Ich glaube, so war das auch gar nicht gemeint, allerdings klingt die Frage sehr mißverständlich, weil hier tatsächlich verschiedene Bezüge fraglich verflochten werden. Natürlich hast du recht, wenn du einwendest, daß die Franken herzlich wenig mit der germanischen Landnahme in England zu tun haben. Aber Matthias Springer hat in seinem Sachsenbuch auch die ganze Vorstellung dieser Landnahme in Frage gestellt, an der nicht nur auch Friesen, wie du sagst beteiligt waren, sondern auch Bevölkerungsgruppen aus Norwegen und Schweden, vor allem aber eben eher nicht die Sachsen, die die fränkischen Herrscher später in Norddeutschland antrafen. Aber das ist eine andere Frage.
Die Frage von Sonnendeck ziehlt - so verstehe ich das - auf die Frage der Motivation genealogischer Konstruktionen und ihren Traditionskernen wie wir sie etwa bei den Ynglingern (Ynglinger – Wikipedia) finden, oder um auf die Angelsachsen zu kommen, dabei im Vergleich:

However, neither the Franks nor the Bavarians or Lombards seem to have had an awareness of a descent reaching far into the past.
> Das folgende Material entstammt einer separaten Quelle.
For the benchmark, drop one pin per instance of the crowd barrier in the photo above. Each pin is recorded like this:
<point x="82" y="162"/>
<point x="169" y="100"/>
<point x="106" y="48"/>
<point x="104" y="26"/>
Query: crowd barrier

The early medieval regal lists in England legitimize the kings through their descent from the god Wodan, but in the case of the Wessex list at the same time root the ancestry in Christian culture by bridging the gap to Noah and Adam and in Anglo-Saxon culture by connecting the Wessex kings to the narrative of Bede.
Universität Siegen | LILI - Die Zeitschrift für Literaturwissenschaft und Linguistik | Lili - Heft 147
aus dem dortigen Abstract zu Alheydis Plassmann, "Origin and Descent in the Early Middle Ages" in der Zeitschrift für Literaturwissenschaft und Linguistik/2007 - Heft 147: W. Haubrichs (Hg.), Genealogische Diskurse

Andererseits wäre es auch möglich, daß sich SONNENDECK von solchen Hinweisen leiten ließ, wie sie sich hier finden: kapetinger:

Die KAPETINGER waren ein Nebenzweig der KAROLINGER und leiteten ihren Ursprung von Adelheid, einer Tochter LUDWIGS I. DES FROMMEN ab. Schon ihr Enkel Hugo, Herzog von Franzien und Burgund, machte Ludwig IV. von Frankreich die Herrschaft streitig. Dessen Sohn Hugo Capet bestieg nach dem Tode Ludwigs V. im Jahre 987 den französischen Thron. Seine männlichen Nachkommen wurden in KAPETINGER umbenannt. Von der jüngsten Schwester König Hugos stammte das normannische Königshaus in England ab. Mathilde, die Enkelin Wilhelms I. des Eroberers, die Gemahlin HEINRICHS V., vermählte sich in zweiter Ehe mit Gottfried von Anjou und wurde zur Stammutter des Hauses ANJOU-PLANTAGENET.

Aber ich muß zugeben. Ich finde das alles tatsächlich auch sehr kompliziert und die Bücher, in denen ich etwas nachschauen könnte, kenne ich nicht einmal.
 
Und hierbei vergeht leider mir das Schmuzeln. Welcher Merowinger leitete bitte seine Herkunft von einem vorchristliche Gott ab?
Alle Merowinger.
Wie daraus dann auch noch die fränkische Staatskirche resultiert, bleibt mir völlig schleierhaft. Wer bringt hier was durcheinander?
Zu diesem Thema habe ich schon ein paar mal hier im Forum etwas geschrieben. Z.B. hier: http://www.geschichtsforum.de/297301-post16.html
und vor allem hier:
http://www.geschichtsforum.de/298034-post36.html
 

Mensch ja - Sakralkönigtum :grübel:

Nur leider sind die Quellen sehr mager, die Hypothesen hergeben, aber keine Belege. Aber überzeuge mich, möglicherweise kennst du gar den Namen des göttlichen Ahnen der Merowinger.

ders. schrieb:
Zu diesem Thema habe ich schon ein paar mal hier im Forum etwas geschrieben. Z.B. hier: http://www.geschichtsforum.de/297301-post16.html
und vor allem hier:
http://www.geschichtsforum.de/298034-post36.html

O. K. so verstehe ich jetzt immerhin was du meinst und es ist ein interessantes Konzept, das du vertrittst. Wie gesagt: es fehlt mir nur der Beleg für die Angabe, daß die Merowinger sich als von einem Gott abstammend betrachteten.